Democrats accused Barr of doing the president's bidding by helping Trump's friends avoid punishment - claims the AG rebuffed.
"I agree the president's friends don't deserve special breaks but they also don't deserve to be treated more harshly than other people," Barr said. "I'm supposedly punishing the president's enemies and helping his friends. What enemies have I indicted?"
Republican Minority Leader Jim Jordan referred to the Russia collusion investigation, saying Tuesday's hearing was all about one word.

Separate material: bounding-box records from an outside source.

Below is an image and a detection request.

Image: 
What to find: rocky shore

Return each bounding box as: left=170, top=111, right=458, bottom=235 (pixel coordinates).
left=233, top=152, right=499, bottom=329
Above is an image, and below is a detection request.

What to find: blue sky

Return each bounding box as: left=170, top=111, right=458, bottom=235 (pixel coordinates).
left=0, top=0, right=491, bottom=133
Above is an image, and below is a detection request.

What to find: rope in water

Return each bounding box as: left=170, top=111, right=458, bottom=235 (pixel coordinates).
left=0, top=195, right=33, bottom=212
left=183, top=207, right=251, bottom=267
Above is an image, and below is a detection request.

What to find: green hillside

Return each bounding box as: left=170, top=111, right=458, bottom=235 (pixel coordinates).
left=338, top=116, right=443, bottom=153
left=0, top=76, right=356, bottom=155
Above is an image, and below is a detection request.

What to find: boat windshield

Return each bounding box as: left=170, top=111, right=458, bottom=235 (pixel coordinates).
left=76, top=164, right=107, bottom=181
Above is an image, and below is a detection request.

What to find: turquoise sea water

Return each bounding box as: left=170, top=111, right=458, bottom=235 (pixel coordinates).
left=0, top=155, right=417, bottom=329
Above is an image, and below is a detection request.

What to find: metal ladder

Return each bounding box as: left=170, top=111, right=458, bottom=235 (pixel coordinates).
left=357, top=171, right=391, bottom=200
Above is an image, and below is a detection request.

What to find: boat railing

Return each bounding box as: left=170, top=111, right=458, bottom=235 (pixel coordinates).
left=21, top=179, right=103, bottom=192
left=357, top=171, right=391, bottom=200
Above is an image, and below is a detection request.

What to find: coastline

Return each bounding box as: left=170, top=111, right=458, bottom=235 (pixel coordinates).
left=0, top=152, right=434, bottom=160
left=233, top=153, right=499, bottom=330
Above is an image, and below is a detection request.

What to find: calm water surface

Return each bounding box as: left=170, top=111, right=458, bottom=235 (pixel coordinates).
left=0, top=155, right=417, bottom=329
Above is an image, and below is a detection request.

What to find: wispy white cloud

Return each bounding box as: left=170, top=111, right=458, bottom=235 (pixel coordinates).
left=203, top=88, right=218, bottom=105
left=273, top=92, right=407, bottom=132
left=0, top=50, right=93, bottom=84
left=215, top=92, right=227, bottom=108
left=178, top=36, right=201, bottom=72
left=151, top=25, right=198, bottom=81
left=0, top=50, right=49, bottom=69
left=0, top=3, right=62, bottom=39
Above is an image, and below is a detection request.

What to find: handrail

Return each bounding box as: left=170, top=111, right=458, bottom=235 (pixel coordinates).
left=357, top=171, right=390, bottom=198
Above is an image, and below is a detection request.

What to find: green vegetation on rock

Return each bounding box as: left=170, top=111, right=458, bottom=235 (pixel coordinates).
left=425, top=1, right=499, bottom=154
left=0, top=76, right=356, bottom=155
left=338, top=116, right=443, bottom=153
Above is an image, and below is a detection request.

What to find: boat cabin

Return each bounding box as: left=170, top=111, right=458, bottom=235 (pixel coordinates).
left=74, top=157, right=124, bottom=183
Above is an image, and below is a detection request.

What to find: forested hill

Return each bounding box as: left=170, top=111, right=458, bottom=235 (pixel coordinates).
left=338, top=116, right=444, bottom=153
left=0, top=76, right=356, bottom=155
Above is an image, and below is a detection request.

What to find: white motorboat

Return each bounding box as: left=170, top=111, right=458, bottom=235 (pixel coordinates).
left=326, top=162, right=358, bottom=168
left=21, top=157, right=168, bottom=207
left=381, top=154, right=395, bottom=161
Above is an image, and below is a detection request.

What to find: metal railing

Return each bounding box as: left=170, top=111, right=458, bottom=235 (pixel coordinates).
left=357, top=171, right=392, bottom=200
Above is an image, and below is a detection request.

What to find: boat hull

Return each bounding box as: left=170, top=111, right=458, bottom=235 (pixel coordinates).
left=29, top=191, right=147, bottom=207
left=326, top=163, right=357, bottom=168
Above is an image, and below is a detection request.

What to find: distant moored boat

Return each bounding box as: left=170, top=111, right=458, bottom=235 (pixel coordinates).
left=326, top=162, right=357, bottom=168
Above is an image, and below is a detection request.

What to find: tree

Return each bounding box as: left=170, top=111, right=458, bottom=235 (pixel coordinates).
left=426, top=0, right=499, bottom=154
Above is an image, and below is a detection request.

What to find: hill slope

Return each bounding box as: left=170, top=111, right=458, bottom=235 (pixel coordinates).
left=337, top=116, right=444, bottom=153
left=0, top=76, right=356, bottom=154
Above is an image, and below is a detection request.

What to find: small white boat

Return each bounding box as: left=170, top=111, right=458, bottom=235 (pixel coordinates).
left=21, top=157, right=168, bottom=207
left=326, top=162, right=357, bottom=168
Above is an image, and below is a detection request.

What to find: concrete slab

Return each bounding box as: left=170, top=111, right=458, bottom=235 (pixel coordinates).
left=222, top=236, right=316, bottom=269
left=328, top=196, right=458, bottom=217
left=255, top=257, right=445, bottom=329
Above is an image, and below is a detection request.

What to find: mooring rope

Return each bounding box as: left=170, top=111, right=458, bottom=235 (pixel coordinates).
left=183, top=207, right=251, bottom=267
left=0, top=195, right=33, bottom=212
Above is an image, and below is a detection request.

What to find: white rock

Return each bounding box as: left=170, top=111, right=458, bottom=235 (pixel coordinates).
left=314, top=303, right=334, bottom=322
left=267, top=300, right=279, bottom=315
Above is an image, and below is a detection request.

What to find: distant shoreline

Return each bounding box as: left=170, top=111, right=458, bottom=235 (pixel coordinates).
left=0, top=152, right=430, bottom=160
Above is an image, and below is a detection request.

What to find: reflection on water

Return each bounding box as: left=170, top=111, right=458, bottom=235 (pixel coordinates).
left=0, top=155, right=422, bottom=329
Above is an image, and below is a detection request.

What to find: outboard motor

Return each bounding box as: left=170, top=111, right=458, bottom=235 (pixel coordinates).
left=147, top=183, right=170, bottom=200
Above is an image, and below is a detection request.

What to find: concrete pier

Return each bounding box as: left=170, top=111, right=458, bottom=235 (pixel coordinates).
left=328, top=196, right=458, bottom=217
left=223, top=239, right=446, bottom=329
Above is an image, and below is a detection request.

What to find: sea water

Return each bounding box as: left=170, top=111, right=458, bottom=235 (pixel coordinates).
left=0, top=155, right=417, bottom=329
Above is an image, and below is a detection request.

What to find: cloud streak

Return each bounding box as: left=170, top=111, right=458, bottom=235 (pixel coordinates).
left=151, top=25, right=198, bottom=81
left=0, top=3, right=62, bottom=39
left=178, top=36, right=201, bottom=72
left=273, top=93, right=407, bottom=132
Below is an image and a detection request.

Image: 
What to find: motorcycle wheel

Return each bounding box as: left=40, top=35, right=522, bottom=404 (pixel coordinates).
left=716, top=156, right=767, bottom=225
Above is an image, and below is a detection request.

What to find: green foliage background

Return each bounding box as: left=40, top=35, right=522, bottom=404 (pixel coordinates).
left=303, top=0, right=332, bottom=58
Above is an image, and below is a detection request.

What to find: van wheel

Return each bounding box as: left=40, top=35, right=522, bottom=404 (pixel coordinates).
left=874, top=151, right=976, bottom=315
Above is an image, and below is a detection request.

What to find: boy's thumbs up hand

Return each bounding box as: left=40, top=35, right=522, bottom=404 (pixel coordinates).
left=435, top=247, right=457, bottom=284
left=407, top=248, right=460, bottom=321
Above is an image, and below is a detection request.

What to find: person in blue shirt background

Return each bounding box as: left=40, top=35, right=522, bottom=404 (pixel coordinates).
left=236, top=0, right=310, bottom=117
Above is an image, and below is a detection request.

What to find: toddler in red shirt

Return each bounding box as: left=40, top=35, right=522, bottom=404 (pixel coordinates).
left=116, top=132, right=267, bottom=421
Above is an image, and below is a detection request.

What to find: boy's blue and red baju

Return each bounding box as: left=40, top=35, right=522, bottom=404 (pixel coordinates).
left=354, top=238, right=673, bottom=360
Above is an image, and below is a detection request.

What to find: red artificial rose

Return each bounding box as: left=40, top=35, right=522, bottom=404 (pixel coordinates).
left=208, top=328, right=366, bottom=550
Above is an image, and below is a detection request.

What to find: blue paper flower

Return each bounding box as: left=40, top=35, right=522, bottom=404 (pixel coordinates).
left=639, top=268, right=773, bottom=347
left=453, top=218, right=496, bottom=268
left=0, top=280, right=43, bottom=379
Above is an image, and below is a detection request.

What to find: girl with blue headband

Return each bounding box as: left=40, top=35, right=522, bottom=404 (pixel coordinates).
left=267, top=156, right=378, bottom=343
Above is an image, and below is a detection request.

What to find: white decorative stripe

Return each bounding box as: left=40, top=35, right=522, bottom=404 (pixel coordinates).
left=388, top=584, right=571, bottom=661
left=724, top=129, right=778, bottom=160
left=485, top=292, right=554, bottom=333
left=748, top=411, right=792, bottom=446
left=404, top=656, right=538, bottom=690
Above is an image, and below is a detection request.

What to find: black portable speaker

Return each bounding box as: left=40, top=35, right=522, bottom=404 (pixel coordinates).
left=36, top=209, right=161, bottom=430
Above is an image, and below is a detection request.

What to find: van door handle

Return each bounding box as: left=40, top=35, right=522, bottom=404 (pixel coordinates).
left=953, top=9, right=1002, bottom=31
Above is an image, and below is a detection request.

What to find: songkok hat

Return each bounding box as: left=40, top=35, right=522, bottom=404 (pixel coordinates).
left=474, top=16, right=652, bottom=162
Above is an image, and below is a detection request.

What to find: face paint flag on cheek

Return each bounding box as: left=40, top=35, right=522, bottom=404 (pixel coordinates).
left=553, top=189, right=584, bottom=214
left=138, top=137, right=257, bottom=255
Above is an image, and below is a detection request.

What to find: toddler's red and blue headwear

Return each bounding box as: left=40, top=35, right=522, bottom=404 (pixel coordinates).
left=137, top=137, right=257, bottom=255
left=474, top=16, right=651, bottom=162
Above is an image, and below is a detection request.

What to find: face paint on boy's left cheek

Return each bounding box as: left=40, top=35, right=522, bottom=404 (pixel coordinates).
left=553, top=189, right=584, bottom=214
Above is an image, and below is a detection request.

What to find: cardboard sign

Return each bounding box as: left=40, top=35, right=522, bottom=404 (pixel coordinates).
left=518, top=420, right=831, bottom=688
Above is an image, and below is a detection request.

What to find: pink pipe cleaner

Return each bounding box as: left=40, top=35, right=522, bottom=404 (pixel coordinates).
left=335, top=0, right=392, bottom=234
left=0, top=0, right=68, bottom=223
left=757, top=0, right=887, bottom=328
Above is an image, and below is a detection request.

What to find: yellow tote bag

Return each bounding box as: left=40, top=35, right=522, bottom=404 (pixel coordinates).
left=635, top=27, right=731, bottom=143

"Spying, that one word, that's why they're after you Attorney General," Jordan said. "You said you think spying on a political campaign is a big deal. And since that day when you had the courage to state the truth, they've been attacking you for simply telling the truth: that the Obama/ Biden administration spied on the Trump campaign."
Barr did not read aloud part of his prepared remarks that referred to what he thinks of the Russia investigation, but they were released in advance to the press. Here's what he wrote:
"Ever since I made it clear that I was going to do everything I could to get to the bottom of the grave abuses involved in the bogus Russiagate scandal, many of the Democrats on this committee have attempted to discredit me by conjuring up a narrative that I am simply the president's factotum who disposes of criminal cases according to his instructions."
The Mueller report and voter fraud were also brought up in the hearing. In fact, one Republican lawmaker said Barr was blamed for so much, he's surprised Democrats didn't try to pin the COVID-19 pandemic on him.